Curse of the Crimson Throne
Korvosa Stat Block
LN large city
Corruption +2; Crime +0; Economy +4; Law +5; Lore +4; Society +0
Qualities academic, holy site, magically attuned, prosperous, strategic location
Government overlord (monarch)
Population 18,486 (16,637 humans, 739 dwarves, 371 elves, 369 halflings, 184 half-elves, 186 other)
Swordmistress Sabina Merrin (female human fighter)
Headmaster Toff Ornelos (male human aristocrat/wizard)
Field Marshall Cressida Kroft (female human aristocrat/fighter)
Base Value 12,800 gp; Purchase Limit 85,000 gp; Spellcasting 9th
Minor Items 4d4; Medium Items 3d4; Major Items 2d4
Like the people of any other city, Korvosans concern themselves more with the day-to-day particulars of living than with politics, history, or macroeconomics. Still, Korvosa has a few particular nuances that make it and its citizens unique. The following overview only begins to touch on what it means to be a Korvosan.
At its height, just before the death of Aroden and the departure of the separatists who founded Magnimar, Korvosa just topped 23,000 inhabitants. It lost nearly 10,000 to the resulting chaos of the time, but in the last century it regained half that many. As a result of its rapid contraction and slow re-expansion, many of the aff luent sections of Korvosa remain underpopulated. With the buildings it has and the area it covers, Korvosa could comfortably fill out to a true metropolis.
The dichotomy of Korvosa’s underpopulated affluent wards with overcrowded Old Korvosa highlights the city’s greatest failing: the vast gulf of separation between its wealthy, powerful elite and its dreadfully impoverished poor. This gulf between social classes colors the development of the city and led to the creation of some of the features unique to Korvosa.
Those who live in Korvosa respect and admire ostentatious displays of wealth, power, or knowledge. They consider confidence and competence the greatest of assets, and they deride or heckle those who display weakness, indecisiveness, or inability. Korvosans are quick to judge and slow to forgive.
In addition to power, Korvosans love predictability. Korvosans like to regulate their lives, creating strict regimens for themselves that they slavishly follow. Upsetting a Korvosan’s routine can ruin his entire day and likely makes him angry. To this end, Korvosa strictly enforces its laws (which often have harsh punishments far in excess of the law codes of other non-evil governments) and rewards those who play by the rules. That said, Korvosa also recognizes that not everyone plays by the same rules, so it compensates by applying regulations to nonviolent criminals in the form of vice taxes and official recognition of the city’s single thieves’ guild.

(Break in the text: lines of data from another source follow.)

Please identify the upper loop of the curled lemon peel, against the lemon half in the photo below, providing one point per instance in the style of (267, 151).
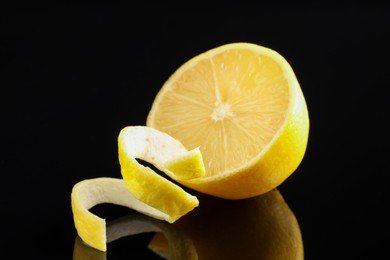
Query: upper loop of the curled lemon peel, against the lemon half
(161, 150)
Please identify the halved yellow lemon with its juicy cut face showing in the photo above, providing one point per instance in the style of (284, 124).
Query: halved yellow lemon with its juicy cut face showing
(242, 105)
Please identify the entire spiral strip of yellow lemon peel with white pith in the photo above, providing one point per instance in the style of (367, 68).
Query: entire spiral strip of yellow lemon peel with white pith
(141, 188)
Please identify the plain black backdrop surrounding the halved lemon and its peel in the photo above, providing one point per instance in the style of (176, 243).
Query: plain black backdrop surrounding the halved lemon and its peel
(72, 76)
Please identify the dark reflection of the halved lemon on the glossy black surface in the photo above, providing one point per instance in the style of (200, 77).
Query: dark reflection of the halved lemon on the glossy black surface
(263, 227)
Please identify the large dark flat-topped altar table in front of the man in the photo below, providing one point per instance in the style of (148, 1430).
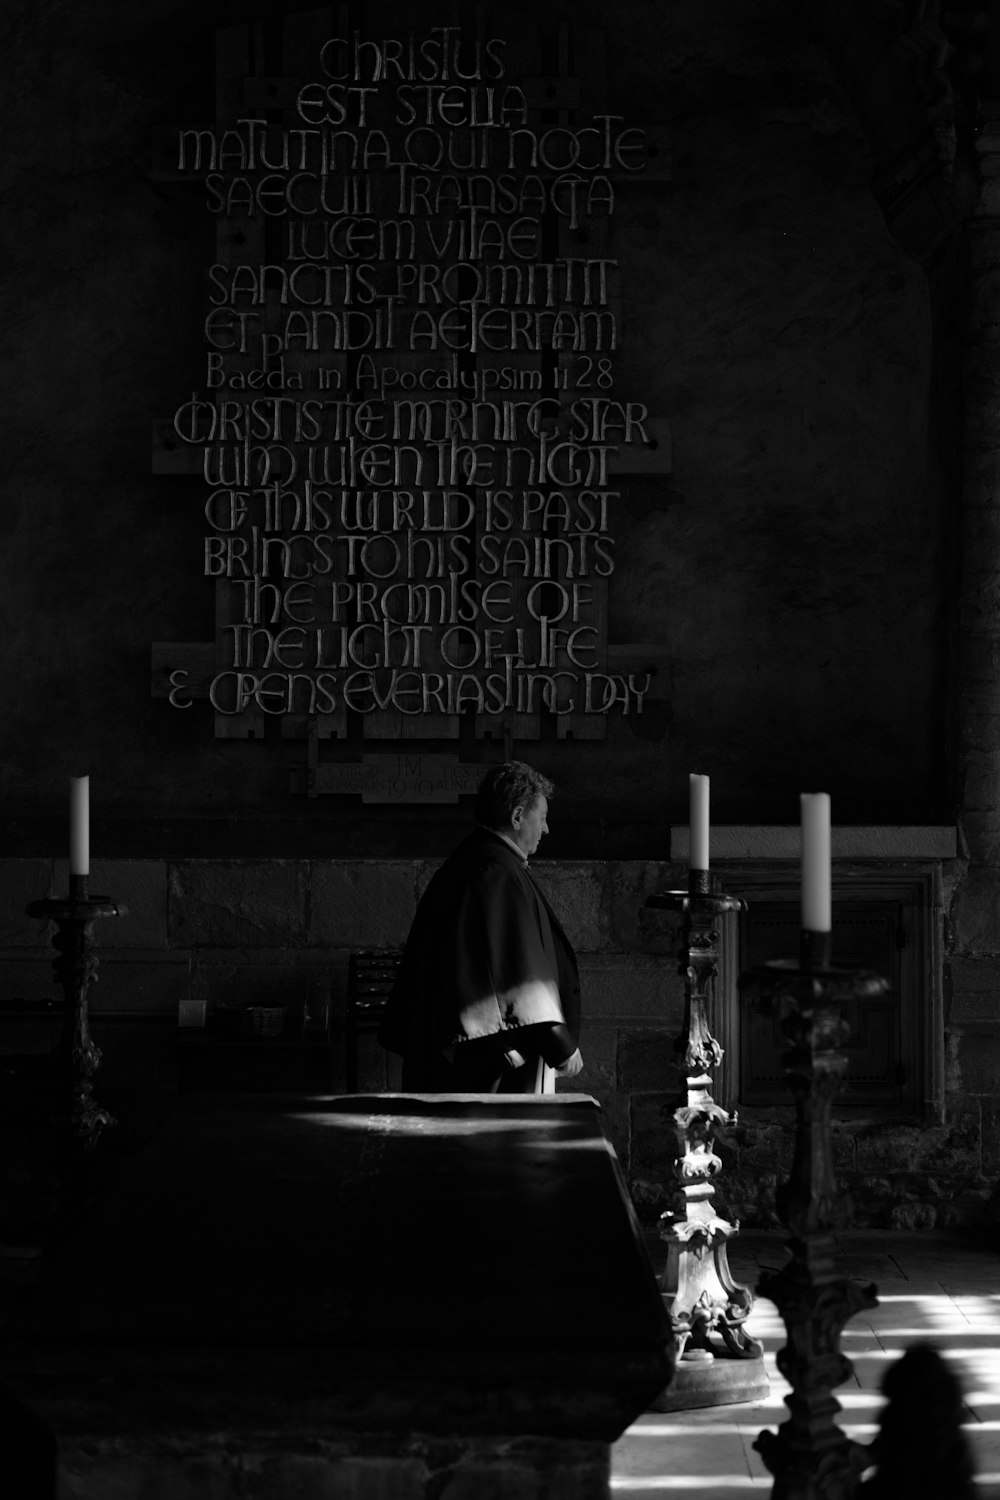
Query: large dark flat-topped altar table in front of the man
(350, 1282)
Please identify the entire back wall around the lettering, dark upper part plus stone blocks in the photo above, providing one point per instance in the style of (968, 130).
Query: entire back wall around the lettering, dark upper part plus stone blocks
(797, 575)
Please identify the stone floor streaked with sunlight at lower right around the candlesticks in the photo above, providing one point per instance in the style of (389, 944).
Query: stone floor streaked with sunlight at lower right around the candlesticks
(930, 1288)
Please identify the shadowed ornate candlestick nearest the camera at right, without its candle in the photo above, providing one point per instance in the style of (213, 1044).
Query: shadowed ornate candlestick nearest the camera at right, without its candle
(810, 1457)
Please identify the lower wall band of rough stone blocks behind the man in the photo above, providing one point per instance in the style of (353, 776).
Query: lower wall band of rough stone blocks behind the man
(281, 932)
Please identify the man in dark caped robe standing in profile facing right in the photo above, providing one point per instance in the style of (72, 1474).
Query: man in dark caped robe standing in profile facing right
(488, 991)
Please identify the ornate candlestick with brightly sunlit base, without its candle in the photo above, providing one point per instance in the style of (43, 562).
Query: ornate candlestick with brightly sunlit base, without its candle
(717, 1360)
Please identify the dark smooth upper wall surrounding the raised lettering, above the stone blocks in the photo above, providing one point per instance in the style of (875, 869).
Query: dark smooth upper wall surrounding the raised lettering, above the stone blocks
(768, 317)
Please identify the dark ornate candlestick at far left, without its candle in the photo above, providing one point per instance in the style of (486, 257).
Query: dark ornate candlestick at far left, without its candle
(76, 971)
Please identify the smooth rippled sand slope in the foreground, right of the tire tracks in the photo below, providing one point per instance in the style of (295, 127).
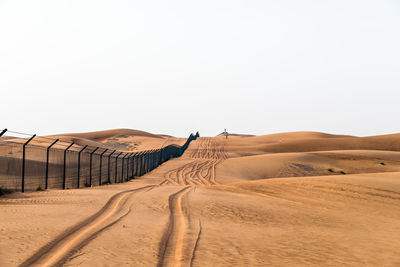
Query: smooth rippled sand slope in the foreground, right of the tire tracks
(328, 221)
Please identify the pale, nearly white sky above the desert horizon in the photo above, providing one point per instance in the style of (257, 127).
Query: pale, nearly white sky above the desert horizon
(175, 67)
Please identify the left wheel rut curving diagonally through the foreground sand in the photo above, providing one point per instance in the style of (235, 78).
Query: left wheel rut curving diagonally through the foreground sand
(61, 248)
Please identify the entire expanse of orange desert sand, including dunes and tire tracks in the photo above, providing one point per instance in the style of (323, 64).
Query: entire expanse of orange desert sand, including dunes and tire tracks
(291, 199)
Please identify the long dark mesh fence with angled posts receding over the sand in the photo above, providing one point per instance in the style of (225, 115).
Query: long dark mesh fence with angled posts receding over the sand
(40, 163)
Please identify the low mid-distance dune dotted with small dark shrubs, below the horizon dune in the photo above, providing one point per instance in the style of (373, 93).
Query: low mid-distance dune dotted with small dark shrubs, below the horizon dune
(308, 164)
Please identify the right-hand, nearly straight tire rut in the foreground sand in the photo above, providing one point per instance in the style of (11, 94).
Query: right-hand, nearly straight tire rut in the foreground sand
(173, 244)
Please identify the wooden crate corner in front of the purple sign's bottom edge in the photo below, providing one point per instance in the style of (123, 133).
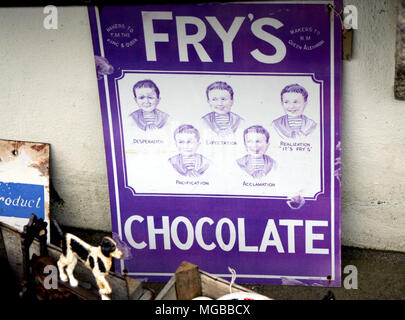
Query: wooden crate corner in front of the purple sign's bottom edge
(189, 282)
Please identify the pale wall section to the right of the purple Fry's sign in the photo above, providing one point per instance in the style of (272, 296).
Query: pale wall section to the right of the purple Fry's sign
(373, 134)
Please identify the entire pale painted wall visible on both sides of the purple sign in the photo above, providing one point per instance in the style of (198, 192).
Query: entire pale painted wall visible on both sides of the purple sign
(48, 93)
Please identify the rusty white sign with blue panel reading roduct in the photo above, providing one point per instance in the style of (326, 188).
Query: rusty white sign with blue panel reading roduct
(24, 182)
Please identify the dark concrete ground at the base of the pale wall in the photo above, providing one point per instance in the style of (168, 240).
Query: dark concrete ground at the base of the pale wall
(381, 276)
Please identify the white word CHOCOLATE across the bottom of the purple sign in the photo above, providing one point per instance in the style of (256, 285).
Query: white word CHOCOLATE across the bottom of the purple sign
(224, 236)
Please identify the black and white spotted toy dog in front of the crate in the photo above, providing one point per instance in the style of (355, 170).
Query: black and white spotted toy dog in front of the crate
(97, 259)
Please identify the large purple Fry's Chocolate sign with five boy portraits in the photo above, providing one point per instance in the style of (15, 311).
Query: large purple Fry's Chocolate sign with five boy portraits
(222, 135)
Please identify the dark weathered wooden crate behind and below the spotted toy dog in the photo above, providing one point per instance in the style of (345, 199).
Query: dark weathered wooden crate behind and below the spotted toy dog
(124, 288)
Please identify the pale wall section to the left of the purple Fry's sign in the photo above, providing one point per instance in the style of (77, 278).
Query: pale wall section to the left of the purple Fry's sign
(48, 93)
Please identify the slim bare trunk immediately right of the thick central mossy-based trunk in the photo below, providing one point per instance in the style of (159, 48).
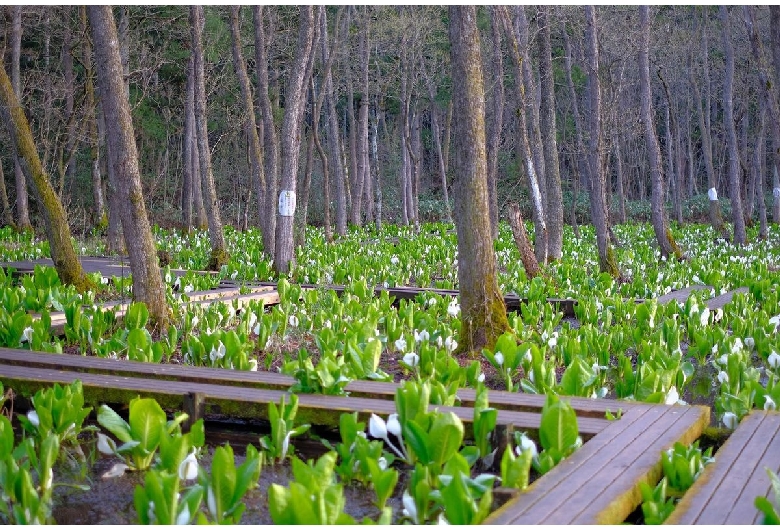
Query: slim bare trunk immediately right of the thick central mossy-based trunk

By charter amendment, Korvosa does not allow merchants, laborers, or tradesmen to form guilds. Most workers within the city are self-employed or work for a master to whom they were apprenticed in their youths.
The city relies on these cottage industries and the skilled workers who make them prof itable, so naturally it has one entire volume of laws and regulations devoted to the protection and rights of workers. And thanks to the Korvosan drive to succeed, the city’s merchants do well for themselves.